Approximate the $n$-step transition matrix $P^n$ as $n$ gets very large, given the $4\times 4$ matrix $$P =\pmatrix{0.5 & 0.5 & 0 & 0 \\ 1 & 0 & 0 & 0 & \\ 0 & 0.5 & 0 & 0.5 & \\ 0 & 0 & 0 & 1}$$.
My solution I ran some calculations using Excel, and found that $P^n$ converges to the following matrix: $$\pmatrix{0.666 & 0.333 & 0 & 0 \\ 0.666 & 0.333 & 0 & 0 \\ 0.333 & 0.166 & 0 & 0.5 \\ 0 & 0 & 0 & 1}.$$
My question Is there a systematic way to solve this problem or in general, for any given matrix $P$?
You can use matriz diagonalization; this is representing some matrix $M$ as $M=PDP^{-1}$, where $D$ is a diagonal matrix. The diagonal elements are necessarily the eigenvalues of $M$, and $P$ is a change of basis. In other words, the space on which $M$ acts admits a basis of eigenvalues, and in this basis $M$'s action has a particularly simple representation (simply multiply each eigenvector component by its corresponding eigenvalue).
In this form, it is easy to derive a formula for $M^n$, and you can easily check that we have $M^n=PD^nP^{-1}$ (where calculating $D^n$ is easy precisely because it is diagonal).

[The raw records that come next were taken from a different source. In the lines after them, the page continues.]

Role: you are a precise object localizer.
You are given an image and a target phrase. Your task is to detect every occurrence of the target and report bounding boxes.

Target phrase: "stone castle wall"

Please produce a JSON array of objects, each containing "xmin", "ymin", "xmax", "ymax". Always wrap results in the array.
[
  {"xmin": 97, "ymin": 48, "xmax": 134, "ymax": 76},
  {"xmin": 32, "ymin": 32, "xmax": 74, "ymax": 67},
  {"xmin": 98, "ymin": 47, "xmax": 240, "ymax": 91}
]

At that point, it's just a matter of taking the limit as $n\to \infty$. Wolfram Alpha can calculate an exact expression for the $n$-th power of your matrix (here), and you can check that letting $n\to \infty$ the matrix becomes precisely that which you found empirically, where $0.666$, $0.333$ and $0.166$ are in fact $2/3$, $1/3$ and $1/6$ (respectively).